Despite knowing that the threat exists, the efforts to close these vulnerabilities have been minimal. The Food and Drug Administration (FDA) has issued some guidance, but industry experts argue that it is insufficient. Mike Patterson, vice president of strategy for IT security firm Rook Security, told The Cipher Brief that, “with regulatory oversight relatively lacking, there is no major impetus for device manufacturers to strengthen device security.” Essentially, connectivity is increasing ahead of security, devices are being left vulnerable, and the situation is unlikely to improve until the government changes its regulations in this area. The lack of focus on security is particularly troubling given that healthcare providers are increasingly common targets for hackers.
Of special concern is the risk of smart medical devices being targeted by ransomware, a type of malware that locks up its target until a ransom is paid. In the medical field, the potential harm that ransomware could cause is significant – with everything from drug pumps to pacemakers being possible targets. While this scenario is troubling, so far hackers have only used ransomware to attack hospital administrative systems – not medical devices.
That being said, there is disagreement among experts as to how the threat from ransomware will change moving forward. According to Patterson, the picture is somewhat bleak. He feels that “the security of IoT devices will slowly improve as manufacturers get smarter about security, but hackers will almost always stay several steps ahead.” Kurt Hagerman, CISO for cybersecurity firm Armor, disagrees. According to him “the threat from ransomware will likely decrease as there are significantly increased efforts to combat it.”
While there is no consensus about how ransomware will continue to affect the healthcare industry, there is agreement that the current situation is untenable.
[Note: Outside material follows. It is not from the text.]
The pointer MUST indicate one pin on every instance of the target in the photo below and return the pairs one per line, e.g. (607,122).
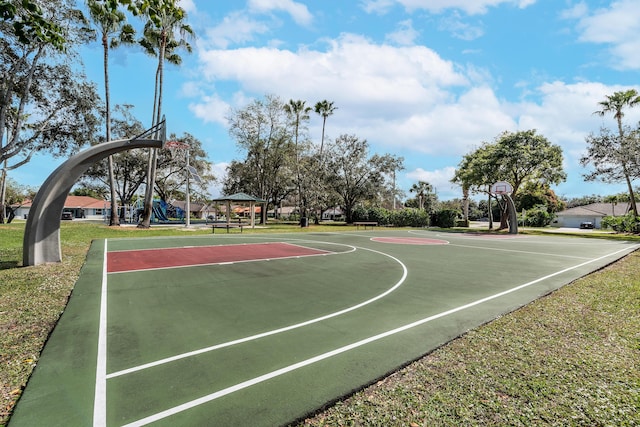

Products are being designed and sent to market without enough time or attention being paid to security, and this is making everyone who depends upon these medical devices less safe.
However, change is unlikely to come from industry. The reason security is an afterthought is that security features add costs, and firms are primarily concerned with their bottom line.
Until the government steps in and updates its regulatory frameworks for these devices, the vulnerabilities will probably remain. And the government does not have a good track record of dealing with cybersecurity issues in a timely fashion. After all, it took the hacks of Sony, Target, Anthem, and the Office of Personnel Management just to get cybersecurity information sharing legislation through Congress. Hopefully, it won’t require a similar string of successful attacks before both government and industry improve their approach to securing smart medical devices.
Luke Penn-Hall is the Cyber and Technology Producer at The Cipher Brief.